Vous avez au catalogue la gamme de baies en mode objet StorageGrid. Allez-vous aussi les vendre pour l’IA ? Et de quelle manière ?

Nous avons récemment lancé la version 12.0 du système StorageGrid qui apporte des fonctionnalités utiles dans le développement des applications d’IA. Par exemple, une fonction appelée Bucket Branching, qui vous permet de répliquer des données dans une zone réservée aux développeurs sans pour autant consommer beaucoup de capacité de stockage. Mais attendez-vous à voir arriver sur StorageGrid la couche AIDE de préparation des données pour l’IA que nous avons implémenté dans la baie AFX.

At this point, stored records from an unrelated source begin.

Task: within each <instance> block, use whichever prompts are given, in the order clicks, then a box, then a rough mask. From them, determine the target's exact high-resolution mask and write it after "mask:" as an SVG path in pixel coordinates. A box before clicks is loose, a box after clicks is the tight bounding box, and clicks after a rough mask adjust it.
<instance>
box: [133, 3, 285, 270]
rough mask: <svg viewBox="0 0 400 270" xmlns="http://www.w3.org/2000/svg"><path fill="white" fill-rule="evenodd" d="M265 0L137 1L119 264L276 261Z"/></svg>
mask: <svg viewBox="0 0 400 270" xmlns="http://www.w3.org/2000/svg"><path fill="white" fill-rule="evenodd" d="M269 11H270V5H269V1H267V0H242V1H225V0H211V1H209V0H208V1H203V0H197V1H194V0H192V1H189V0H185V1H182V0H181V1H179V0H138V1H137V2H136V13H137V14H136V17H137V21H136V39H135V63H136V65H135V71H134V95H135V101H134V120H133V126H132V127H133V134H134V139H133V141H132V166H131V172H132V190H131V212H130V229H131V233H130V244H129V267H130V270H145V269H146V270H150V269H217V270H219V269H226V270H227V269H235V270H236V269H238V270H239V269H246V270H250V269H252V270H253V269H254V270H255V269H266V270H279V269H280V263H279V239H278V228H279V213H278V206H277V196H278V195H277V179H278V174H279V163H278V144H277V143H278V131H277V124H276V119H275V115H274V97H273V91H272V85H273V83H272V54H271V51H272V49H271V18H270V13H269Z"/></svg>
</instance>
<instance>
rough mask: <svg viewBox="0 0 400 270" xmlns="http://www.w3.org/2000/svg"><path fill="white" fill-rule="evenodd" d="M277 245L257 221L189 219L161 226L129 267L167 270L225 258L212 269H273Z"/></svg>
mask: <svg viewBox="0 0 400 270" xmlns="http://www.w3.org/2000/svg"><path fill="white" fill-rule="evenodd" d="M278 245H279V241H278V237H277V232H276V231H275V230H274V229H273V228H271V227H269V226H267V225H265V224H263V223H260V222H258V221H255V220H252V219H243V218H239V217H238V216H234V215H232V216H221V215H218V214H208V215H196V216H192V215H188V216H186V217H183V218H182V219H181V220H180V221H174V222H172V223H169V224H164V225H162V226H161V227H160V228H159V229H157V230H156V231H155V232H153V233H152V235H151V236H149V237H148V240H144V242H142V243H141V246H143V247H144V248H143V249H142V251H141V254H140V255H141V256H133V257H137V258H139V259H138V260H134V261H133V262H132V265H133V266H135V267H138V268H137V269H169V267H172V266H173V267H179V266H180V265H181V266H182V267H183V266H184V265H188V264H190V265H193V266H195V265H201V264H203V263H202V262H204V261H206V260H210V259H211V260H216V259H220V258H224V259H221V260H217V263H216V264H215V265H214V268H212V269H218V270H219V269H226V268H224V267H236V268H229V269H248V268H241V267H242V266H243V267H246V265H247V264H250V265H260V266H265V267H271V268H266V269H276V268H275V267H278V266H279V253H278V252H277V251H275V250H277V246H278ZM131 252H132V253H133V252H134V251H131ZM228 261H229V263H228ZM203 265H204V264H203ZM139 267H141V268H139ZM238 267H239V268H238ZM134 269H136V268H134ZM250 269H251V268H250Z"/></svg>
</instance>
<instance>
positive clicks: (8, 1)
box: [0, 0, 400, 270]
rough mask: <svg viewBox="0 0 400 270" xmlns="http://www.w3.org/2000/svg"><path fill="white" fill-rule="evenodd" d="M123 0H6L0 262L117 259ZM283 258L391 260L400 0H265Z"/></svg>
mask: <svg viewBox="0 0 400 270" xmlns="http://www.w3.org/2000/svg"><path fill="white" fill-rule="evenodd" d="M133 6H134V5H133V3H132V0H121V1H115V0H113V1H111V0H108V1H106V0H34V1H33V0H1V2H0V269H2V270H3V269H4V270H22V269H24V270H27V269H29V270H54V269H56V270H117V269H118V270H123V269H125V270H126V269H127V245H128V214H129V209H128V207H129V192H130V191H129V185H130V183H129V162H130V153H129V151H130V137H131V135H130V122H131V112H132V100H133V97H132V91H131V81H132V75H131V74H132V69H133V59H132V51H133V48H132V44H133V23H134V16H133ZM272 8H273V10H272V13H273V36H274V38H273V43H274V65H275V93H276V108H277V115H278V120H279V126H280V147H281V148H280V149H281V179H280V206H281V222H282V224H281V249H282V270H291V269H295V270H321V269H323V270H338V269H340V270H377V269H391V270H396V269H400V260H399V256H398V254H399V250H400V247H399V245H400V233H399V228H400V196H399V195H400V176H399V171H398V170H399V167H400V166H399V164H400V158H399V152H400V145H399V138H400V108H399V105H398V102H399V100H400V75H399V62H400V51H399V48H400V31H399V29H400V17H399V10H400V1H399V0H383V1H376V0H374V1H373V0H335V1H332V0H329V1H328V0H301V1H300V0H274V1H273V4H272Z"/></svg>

À ce propos, le module de calcul que vous avez mis dans la baie AFX est-il condamné à n’exécuter que votre couche logicielle AIDE ? Ou avez-vous le projet de lui faire autre chose ?

Nous avons formulé l’année dernière la promesse que nous amènerions l’IA à vos données pour vous éviter d’avoir à copier vos données vers l’IA. Le nœud de calcul DX50 de la baie AFX concrétise cette promesse et c’est tout ce dont nous pouvons nous féliciter pour l’instant. Je ne veux pas spéculer sur les formes dérivées que pourrait prendre ce module de calcul.

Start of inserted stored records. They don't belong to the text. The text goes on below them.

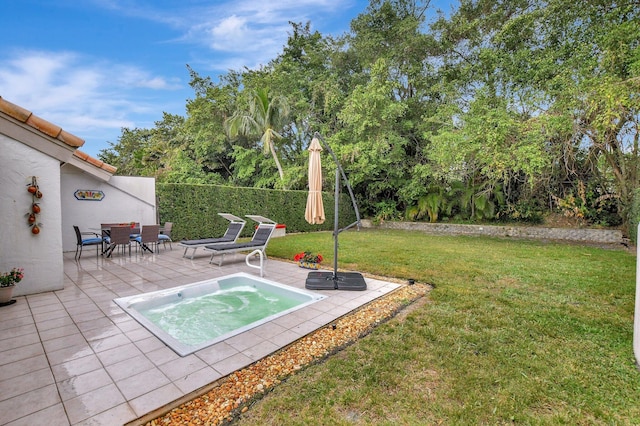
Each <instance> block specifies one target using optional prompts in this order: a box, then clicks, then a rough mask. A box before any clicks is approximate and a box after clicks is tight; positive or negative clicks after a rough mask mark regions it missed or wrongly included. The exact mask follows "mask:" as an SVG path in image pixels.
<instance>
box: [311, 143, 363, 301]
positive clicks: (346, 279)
mask: <svg viewBox="0 0 640 426" xmlns="http://www.w3.org/2000/svg"><path fill="white" fill-rule="evenodd" d="M315 137H317V138H318V140H319V141H320V142H321V143H322V144H323V145H324V146H325V148H326V149H327V151H328V152H329V153H330V154H331V156H332V157H333V161H334V162H335V163H336V188H335V194H334V202H335V211H334V218H333V223H334V226H333V272H329V271H314V272H309V274H308V276H307V280H306V282H305V288H306V289H309V290H331V289H333V290H366V289H367V283H366V281H365V279H364V277H363V276H362V274H360V273H358V272H342V273H340V274H338V235H340V232H342V231H346V230H347V229H349V228H351V227H353V226H357V228H358V229H360V212H359V211H358V204H357V203H356V198H355V196H354V195H353V191H352V190H351V185H350V184H349V180H348V179H347V176H346V174H345V173H344V170H342V166H340V162H339V161H338V158H337V157H336V154H335V153H334V152H333V150H332V149H331V147H330V146H329V145H328V144H327V143H326V142H325V141H324V139H322V137H320V135H319V134H318V133H317V132H316V134H315ZM340 176H342V179H344V184H345V185H346V186H347V189H348V190H349V196H350V197H351V203H352V204H353V210H354V212H355V214H356V221H355V222H354V223H352V224H351V225H348V226H346V227H344V228H343V229H340V228H339V227H340V224H339V222H340V221H339V218H338V211H339V200H340ZM331 281H333V283H331Z"/></svg>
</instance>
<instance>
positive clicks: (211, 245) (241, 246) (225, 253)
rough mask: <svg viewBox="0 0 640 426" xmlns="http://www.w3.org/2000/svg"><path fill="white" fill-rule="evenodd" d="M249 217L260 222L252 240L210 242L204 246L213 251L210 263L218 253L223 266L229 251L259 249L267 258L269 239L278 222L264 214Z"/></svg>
mask: <svg viewBox="0 0 640 426" xmlns="http://www.w3.org/2000/svg"><path fill="white" fill-rule="evenodd" d="M247 217H248V218H250V219H252V220H255V221H256V222H258V227H257V228H256V231H255V232H254V234H253V237H252V238H251V241H246V242H240V243H223V244H209V245H206V246H204V250H205V251H208V252H211V259H209V263H213V258H214V257H215V256H216V255H220V261H219V262H218V266H222V261H223V260H224V255H225V254H228V253H238V252H243V251H251V252H254V251H256V250H259V251H260V252H262V256H263V257H264V258H265V259H266V257H267V255H266V249H267V244H269V240H270V239H271V236H272V235H273V231H274V230H275V229H276V225H277V223H276V222H274V221H272V220H271V219H268V218H266V217H264V216H257V215H247Z"/></svg>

Cependant, je sais qu’on nous demandera certainement à un moment de transférer la logique du DX50 sur d’autres matériels, par exemple parce que des utilisateurs voudront l’exécuter sur l’architecture qu’ils ont choisie. Si c’est le cas, nous le ferons.

Sur un tout autre sujet, vous venez d’adapter votre outil Shift Toolkit pour aider les clients de VMware à migrer vers OpenShift de Red Hat. Pourquoi cette solution en particulier ?

Ce sont d’abord les demandes de nos clients qui guident nos choix. À ce stade, il est encore trop tôt pour savoir par quoi les entreprises vont majoritairement remplacer VMware. Aujourd’hui, nous savons éliminer la problématique de migrer notre stockage pour les entreprises qui veulent utiliser sur site Azure Local (Hyper-V) ou OpenShift, et pour les entreprises qui partent dans le cloud où nos services de stockage existent. Mais attendez-vous à voir les possibilités s’enrichir au fur et à mesure que nous discuterons avec nos clients de leurs besoins de migration.